Pour plus d'informations: Philippe Aubier, Librairie Fontaine-Haussmann: Tél: 01 45 22 21 73

Et: Alessandra Fra et Alexandra Rossi

 

Plan d'accès

 
Le désarroi d'une génération

 

Supplément de L’Humanité

Mensuel – Juin 2011

 

Le désarroi d’une génération

Le nouveau roman de Serge Safran s’attache aux illusions de la génération qui a suivi 68.

 

Avec son Voyage du poète à Paris Serge Safran présente une histoire assez simple, bien qu’elle foisonne de détails savoureux, une histoire d’un temps très proche puisqu’il se trouve juste derrière la porte de notre mémoire. La France est encore pour quelques mois sous le règne de Giscard mais le narrateur, Philippe d’Arcueil, qui se veut poète et l’est sans aucun doute, n’en a cure. Il quitte l’Ariège, où il a résidé dans une communauté avec l’insouciance d’une vie très bohème, teintée d’esprit soixante-huitard. Tel Rubempré, il est en route pour Paris afin de s’y faire une position car il se croit promis à un bel avenir, du moins celui qu’à trente ans tout ambitieux s’autorise à espérer. Pourquoi pas ? Reste à savoir si ce genre d’opération est facile à mettre en œuvre malgré les appuis dont on peut disposer. En réalité, en Ariège Darcueil laisse avant tout Sandra, jeune lycéenne de seize ans très amoureuse, dont il a goûté les faveurs avec avidité et envers qui il ressent, non seulement un attachement physique très fort, mais un sentiment complexe de possession. Sandra est pour lui un ornement de luxe, voire de grand luxe, ce dont il se rend compte progressivement quand il est à Paris, mais elle n’a pas pour autant acquis le statut d’alter ego sans qui la vie dans sa plus grande ampleur serait impossible. Si leur aventure n’a pas tourné ainsi, c’est parce que Darcueil préfère être aimé qu’aimer, recevoir que donner. Sous des apparences d’autorité, c’est un faible inquiet et tourmenté, trouvant moins dans les autres qu’en lui-même ce qui lui permettrait de rayonner. En quittant Sandra il sait que la séparation altérera gravement leur relation et il affronte cette perspective avec une inquiétude qu’il croit pouvoir refouler par la présence d’amies et d’anciennes partenaires.

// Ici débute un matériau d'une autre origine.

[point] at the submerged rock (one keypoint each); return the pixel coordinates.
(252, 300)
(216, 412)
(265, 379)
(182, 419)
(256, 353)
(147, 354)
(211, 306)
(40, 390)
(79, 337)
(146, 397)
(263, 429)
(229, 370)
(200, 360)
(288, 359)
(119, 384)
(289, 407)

Comme bien d’autres qui ont cru que Paris est le lieu idoine pour être reconnu, Darcueil se retrouve condamné à attendre on ne sait quel miracle dans un petit appartement, taraudé par l’angoisse et la solitude. Ce ne sont pas les piges et le boulot de sondeur qu’il décroche qui sont de nature à provoquer son enthousiasme. Ses souffrances sont réelles, au point de l’amener à tâter du chantage au suicide pour forcer la main des amis qui tardent à l’aider. Quant à Sandra, lassée d’attendre, elle se trouve des compensations et ajoute la jalousie à ses problèmes. Dans ses moindres détails Le Voyage du poète à Paris montre comment Darcueil macère dans ses inquiétudes, ses fantasmes érotiques, ses calculs amoureux, ses doutes, sa mélancolie, comment il se débat dans des frustrations issues de son repliement sur soi, comment, finalement, il est victime de son égoïsme.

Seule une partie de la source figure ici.